After years of battling for clear, consistent legislation across the U.S., the cryptocurrency market thought that a major legislative victory was about to be achieved this spring until just last week when TD Cowen (an investment bank) released a report saying that the CLARITY Act (the regulatory structure bill) is facing a steep challenge ahead. In a detailed research note published on May 26, the firm expressed deep pessimism regarding the legislation’s chances of becoming law this calendar year, signaling that the digital asset sector may have to wait much longer for true regulatory certainty.
The Committee Victory That Wasn’t Enough
Earlier in May, advocates for digital assets celebrated what appeared to be a highly significant milestone. The Senate Banking Committee successfully advanced the CLARITY Act, pushing the legislation out of the committee phase and onto the wider congressional stage. However, this initial victory came with massive caveats. The bill was advanced despite fierce opposition from numerous Democratic lawmakers and powerful banking industry groups.
Jaret Seiberg, the managing director at TD Cowen’s Washington Research Group, pointed out that while the committee vote successfully moved the debate to the full Senate floor, it absolutely did not signal that a functional bipartisan deal had been reached.
The Conflict-of-Interest Roadblock
As the bill heads toward the broader Senate, the surrounding political environment is rapidly deteriorating. According to Seiberg’s analysis, the single largest obstacle preventing broader support is the glaring absence of stringent conflict-of-interest provisions.
Many Democratic lawmakers have drawn a hard line in the sand, stating they simply cannot support any digital asset market structure bill without additional ethical safeguards firmly attached. A group of lawmakers has proposed a set of laws to curb the potential for government employees and regulators to receive private benefits from their oversight duties concerning digital assets. These provisions would help facilitate the development of a bipartisan agreement on legislation to govern such assets.
A Cloud of Controversy at the CFTC
The legislative resistance has recently been amplified by a highly publicized media investigation. A report from The New York Times leveled serious allegations against the Commodity Futures Trading Commission (CFTC)—the exact government agency that the CLARITY Act would empower to oversee digital commodities.
The report alleged that experienced agency staff were intentionally sidelined to make the CFTC more favorable toward cryptocurrency and prediction market interests. While CFTC Chair Michael Selig strongly denied the claims, insisting the agency is solely focused on addressing major wrongdoing, the unconfirmed allegations have provided skeptics with even more ammunition, making the bill a much harder vote for undecided politicians.
The Republican Reluctance to Force a Vote
The ethical debates are also causing hesitation on the other side of the political aisle.
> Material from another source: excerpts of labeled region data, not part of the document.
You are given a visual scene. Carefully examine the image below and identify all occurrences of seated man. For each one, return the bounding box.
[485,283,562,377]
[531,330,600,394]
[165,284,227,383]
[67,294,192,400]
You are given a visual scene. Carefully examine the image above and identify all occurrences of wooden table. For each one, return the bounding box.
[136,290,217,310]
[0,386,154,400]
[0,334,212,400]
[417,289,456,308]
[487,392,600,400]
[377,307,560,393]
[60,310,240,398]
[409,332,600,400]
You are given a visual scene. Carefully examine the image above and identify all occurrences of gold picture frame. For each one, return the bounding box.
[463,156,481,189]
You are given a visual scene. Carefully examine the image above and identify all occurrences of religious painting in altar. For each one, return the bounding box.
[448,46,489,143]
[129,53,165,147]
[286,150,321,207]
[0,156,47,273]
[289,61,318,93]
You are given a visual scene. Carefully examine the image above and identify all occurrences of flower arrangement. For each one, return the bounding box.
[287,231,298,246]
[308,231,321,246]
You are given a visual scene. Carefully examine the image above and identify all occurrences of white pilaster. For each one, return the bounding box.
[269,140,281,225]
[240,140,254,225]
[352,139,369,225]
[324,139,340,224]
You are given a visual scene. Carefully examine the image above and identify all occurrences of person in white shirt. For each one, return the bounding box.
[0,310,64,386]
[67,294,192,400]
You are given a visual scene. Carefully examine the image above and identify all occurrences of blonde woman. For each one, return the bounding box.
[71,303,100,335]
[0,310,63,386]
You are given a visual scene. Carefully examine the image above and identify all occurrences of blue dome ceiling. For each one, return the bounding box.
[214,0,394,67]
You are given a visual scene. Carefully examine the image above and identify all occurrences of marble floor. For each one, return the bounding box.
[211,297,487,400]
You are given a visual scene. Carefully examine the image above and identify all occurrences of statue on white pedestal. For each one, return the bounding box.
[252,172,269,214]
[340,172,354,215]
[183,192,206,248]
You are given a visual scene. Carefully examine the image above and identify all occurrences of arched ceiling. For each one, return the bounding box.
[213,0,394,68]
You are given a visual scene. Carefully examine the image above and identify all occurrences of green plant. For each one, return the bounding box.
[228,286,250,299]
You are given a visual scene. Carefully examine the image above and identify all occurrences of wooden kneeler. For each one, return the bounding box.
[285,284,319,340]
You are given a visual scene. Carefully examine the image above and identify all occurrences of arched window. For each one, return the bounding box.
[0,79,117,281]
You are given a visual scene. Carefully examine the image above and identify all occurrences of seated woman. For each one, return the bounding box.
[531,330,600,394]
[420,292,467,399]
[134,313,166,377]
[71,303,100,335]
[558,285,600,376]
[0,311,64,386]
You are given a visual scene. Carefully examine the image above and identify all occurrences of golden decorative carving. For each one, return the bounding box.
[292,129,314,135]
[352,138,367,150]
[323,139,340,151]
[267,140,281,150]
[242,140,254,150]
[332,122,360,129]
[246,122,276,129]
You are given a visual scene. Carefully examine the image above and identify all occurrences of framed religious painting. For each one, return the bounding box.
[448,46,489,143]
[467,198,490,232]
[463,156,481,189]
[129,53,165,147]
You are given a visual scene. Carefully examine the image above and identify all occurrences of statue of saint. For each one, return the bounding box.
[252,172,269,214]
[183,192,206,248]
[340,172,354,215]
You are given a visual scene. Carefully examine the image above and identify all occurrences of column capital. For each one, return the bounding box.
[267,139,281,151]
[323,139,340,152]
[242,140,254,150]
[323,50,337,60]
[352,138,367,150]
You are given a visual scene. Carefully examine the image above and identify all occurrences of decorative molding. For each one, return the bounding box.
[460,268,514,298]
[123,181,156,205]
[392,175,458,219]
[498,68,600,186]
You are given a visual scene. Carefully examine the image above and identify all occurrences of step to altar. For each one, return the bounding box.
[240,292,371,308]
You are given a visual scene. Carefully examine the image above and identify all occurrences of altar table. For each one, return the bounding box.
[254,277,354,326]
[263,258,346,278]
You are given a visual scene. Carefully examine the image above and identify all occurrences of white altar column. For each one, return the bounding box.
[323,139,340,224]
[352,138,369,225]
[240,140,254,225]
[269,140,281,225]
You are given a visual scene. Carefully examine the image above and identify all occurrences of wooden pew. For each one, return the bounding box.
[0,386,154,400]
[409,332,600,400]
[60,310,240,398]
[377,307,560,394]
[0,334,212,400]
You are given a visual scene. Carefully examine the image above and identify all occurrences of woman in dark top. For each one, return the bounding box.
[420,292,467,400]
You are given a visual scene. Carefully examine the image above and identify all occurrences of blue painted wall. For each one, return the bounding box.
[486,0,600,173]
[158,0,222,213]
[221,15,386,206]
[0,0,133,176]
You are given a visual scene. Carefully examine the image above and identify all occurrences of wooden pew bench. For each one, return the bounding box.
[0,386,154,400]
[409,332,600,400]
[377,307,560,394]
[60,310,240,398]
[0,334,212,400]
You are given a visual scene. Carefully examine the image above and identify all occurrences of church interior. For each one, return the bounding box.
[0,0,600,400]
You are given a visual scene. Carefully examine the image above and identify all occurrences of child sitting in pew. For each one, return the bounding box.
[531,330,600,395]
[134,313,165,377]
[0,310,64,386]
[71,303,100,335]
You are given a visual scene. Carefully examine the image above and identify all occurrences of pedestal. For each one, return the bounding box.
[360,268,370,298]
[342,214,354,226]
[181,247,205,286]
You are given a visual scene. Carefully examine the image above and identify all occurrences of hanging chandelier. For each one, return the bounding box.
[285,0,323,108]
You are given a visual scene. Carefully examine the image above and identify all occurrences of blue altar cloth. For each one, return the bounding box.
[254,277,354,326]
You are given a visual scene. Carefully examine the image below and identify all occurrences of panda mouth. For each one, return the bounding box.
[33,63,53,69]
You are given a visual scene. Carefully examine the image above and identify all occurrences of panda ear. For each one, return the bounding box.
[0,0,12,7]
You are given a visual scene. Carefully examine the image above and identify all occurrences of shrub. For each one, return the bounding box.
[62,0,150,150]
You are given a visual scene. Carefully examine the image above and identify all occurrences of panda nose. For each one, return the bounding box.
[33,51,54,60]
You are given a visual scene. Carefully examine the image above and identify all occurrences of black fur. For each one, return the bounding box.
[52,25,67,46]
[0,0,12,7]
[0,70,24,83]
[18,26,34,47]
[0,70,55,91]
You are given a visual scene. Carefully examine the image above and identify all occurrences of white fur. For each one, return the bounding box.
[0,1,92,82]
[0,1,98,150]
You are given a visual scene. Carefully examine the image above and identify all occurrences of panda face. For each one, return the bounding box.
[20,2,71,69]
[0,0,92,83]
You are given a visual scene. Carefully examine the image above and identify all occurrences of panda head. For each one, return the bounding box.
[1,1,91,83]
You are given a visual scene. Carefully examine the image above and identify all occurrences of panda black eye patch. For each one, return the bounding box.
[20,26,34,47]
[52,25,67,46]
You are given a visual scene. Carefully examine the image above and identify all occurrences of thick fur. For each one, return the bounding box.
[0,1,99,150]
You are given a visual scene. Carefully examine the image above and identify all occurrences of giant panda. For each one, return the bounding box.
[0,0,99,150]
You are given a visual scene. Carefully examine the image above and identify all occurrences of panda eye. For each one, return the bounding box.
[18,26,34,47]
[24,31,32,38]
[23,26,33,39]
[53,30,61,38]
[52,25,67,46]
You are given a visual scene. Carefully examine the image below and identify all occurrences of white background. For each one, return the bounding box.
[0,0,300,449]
Seiberg noted that Republican leaders may grow increasingly reluctant to bring the CLARITY Act to a full floor vote.
If the bill hits the Senate floor, Republicans will likely be forced to publicly vote on the highly controversial conflict-of-interest amendments proposed by Democrats. Rather than navigate that messy political minefield during a sensitive election cycle, lawmakers on both sides of the aisle may quietly choose to wait. As a result, this changing atmosphere is likely to leave the key law unfinished as we finish out the second half of 2026.
A Closing Window and the Road to 2027
Time is rapidly running out for the cryptocurrency industry’s biggest legislative hope. TD Cowen noted that the only viable window for passing the CLARITY Act likely extends up to the congressional recess in August.If the legislation is delayed beyond that critical point, the upcoming midterm election cycle will leave virtually no room for further debate. A failure to act before the recess could push the final passage of the bill all the way to 2027. Consequently, the actual implementing rules that the industry desperately needs might not take full effect until 2029, leaving the American digital asset market in a prolonged state of regulatory purgatory.